Why were my numbers going off the little dial that a food historian expects?  Turns out that Andrew Sullivan in Powered by Fido had picked up on my post about dogs powering butter churns (and on Nicky Twilley’s follow up post, Hot Dog). Who could not be happy that the canine contribution to human buttery happiness is finally being recognized?

Of course, I, totally mistakenly, thought the message was that buttery happiness depended on huge amounts of labor, hence my fascination with Maytag washing machines that could handily churn butter too.

But no, the message that the various re-postings of this blog picked up on is that dogs once had to work.  Hot diggety dog.
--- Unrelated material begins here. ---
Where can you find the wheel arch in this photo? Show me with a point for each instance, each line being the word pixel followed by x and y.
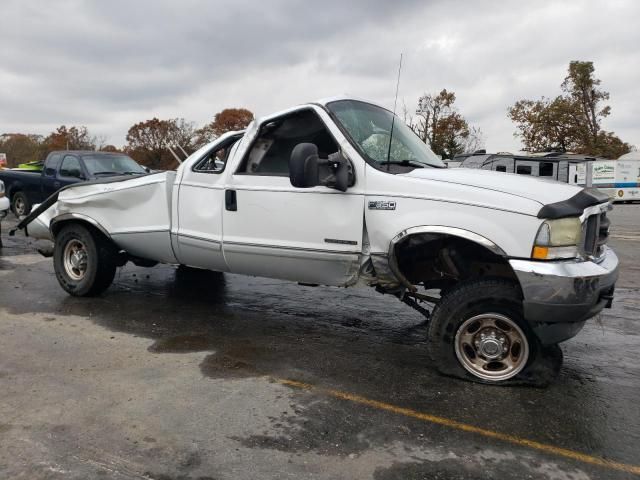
pixel 428 242
pixel 61 221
And the moral I draw is that I need snappier titles.

Then over at academia.edu, my article on pan de semita (semitic bread) gets hits every day.  Who are all these people interested in breads on the Mexico-US border?  Anyway it must be a huge disappointment. I argue that the idea these breads are specifically Jewish is based on false etymology.

And then there was my post on pheasants for Christmas dinner in my childhood in postwar Britain.  I was bowled over to hear from one of my heroines, Leslie Land, that she too thought that hanging game was essential and neglected in the United States.

And then comes a comment from Marcella Hazan. Now you have to understand that on my increasingly-selective cookbook shelf sit her original green and purple paperbacks, held together with scotch tape, their pages splattered and yellowing. I could change them for newer editions, but no, not in a hundred years, because they are so much part of my culinary past.

Rachel, this is magnificent! It has a novelistic quality to it. If there were the appropriate anthology available, it ought to be anthologized. Without indulging in the adjectival prose that characterizes so much contemporary food writing, it communicates something profound and believable about taste. Victor, who doesn’t tolerate even the scent of supermarket fowl, said “I could go for this, but a pity that such a small bird had to be distributed to so many guests”. I miei complimenti. I wish I had met you when I was younger.


Thank you Marcella. What greater compliment could I and my culinary heritage ask for?

Well, enough of me and my readers.  On to lots of other good stuff, including the wild-eyed grinder.  And Happy New Year again.